Pastor Yemi also addressed the issue catering for a child at an early age said;

I got married in my 20s, my late 20s. So, yes, compared to what is obtainable now, that’s early. For me, it was early, and thankfully, my dad was a school teacher.

“So, some areas that I picked up from him really helped me. Things like discipline and contentment were major ones I picked from him. My dad does not allow one to touch or take that which is not theirs.

“The caning or discipline a child got from doing that was worse than taking the thing, so, one just remained content with what was theirs and that helped me even as a pastor today.”

Speaking in the interview, the clergyman said;

“Most firstborns go through problems compared to their other siblings.

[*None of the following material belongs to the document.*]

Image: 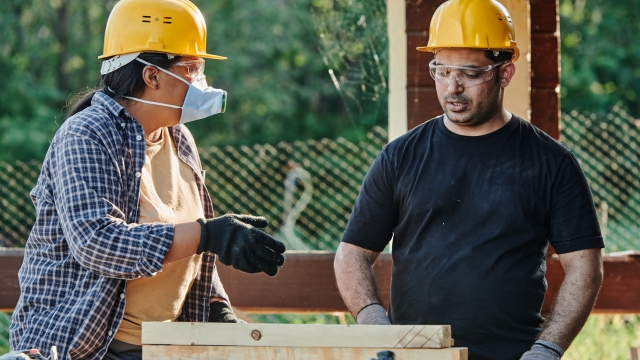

“A lot of firstborns, first sons and daughters, go through the experimentation of their parents and it’s not easy on them. They (parents) experiment with parenting the child so most of their mistakes fall on the child.”

While speaking on the relationship he has with his children, Yemi Davids says he encourages a robust mixture, telling them what they cannot do and also being a friend to them.

”I feel it’s a robust mixture but looking at my upbringing, some people are not friends with their children and I encourage friendship because when you are friends, they can open up to you and trust you to a level, and that helps them to grow their own lives.”

When asked if he was particular about the sex of his first child, he said;

Believe me, from what I mentioned about firstborns, I didn’t want to have a firstborn son.

“Based all the experiments most couples go through. It’s like getting a new job, you learn in the first year and when you have mastered the job, you do better.

“I thought if it were a son, it would not be good for that child because he will grow up to start his own family. I’m not saying that firstborn sons are bad, but I’m saying that I’ll love it if parents can learn on time because when couples get married, they are still going to settle down to learn about each other and in the process, a child shows up.

“The process of bonding together is not easy and sometimes, it’s brought on by that child. So, I probably didn’t want to have a firstborn son because it’s not easy.

“And I had a daughter and it didn’t stop there. God went ahead to give us four daughters.”